For a long time, I sat there. Far out on the bar I heard the murmur of the surf change to a hollow roar as the tide turned. Behind me the spears of light were almost horizontal. My time at the beach had almost run out, and I felt a grudging admiration for the doctor and the “prescriptions” he had so casually and cunningly devised.  I saw, now, that in them was a therapeutic progression that might well be valuable to anyone facing any difficulty.

Listen carefully: To calm a frantic mind, slow it down, shift the focus from inner problems to outer things.

Try reaching back: Since the human mind can hold but one idea at a time, you blot out present worry when you touch the happiness of the past.

Reexamine your motives: This was the hard core of the “treatment.” This challenge was to reappraise, to being one’s motives into alignment with ones’ capabilities and conscience. But the mind muse be clear and receptive to do this – Hence the six hours of quiet that went before.

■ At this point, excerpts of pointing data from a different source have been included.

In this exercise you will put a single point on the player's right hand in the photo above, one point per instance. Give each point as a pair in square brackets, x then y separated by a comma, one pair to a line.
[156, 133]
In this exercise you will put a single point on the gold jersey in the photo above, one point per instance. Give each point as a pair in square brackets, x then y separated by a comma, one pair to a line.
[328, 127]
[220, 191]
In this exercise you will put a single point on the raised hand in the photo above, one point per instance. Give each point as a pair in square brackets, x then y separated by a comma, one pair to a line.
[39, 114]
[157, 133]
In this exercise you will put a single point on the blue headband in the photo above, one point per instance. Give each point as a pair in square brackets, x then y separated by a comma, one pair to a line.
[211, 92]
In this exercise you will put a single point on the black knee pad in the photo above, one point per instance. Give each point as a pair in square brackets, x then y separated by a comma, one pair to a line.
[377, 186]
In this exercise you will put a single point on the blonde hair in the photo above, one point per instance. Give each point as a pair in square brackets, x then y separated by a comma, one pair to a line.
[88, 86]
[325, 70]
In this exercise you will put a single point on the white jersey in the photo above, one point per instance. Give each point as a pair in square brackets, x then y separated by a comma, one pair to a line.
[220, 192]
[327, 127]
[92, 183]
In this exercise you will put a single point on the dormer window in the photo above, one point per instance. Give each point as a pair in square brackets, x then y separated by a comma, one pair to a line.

The western sky was a blaze of crimson as I took out the the last slip of paper. Six words this time. I walked slowly out on the beach. A few yards below the high-water make I stopped and read the words again: Write your troubles on the sand.

I let the paper blow away, reached down and picked up a fragment of shell. Kneeling there under the vault of the sky, I wrote several words on the sand, one above the other. Then I walked away, and I did not look back. I had written my troubles on the sand. And the tide was coming in.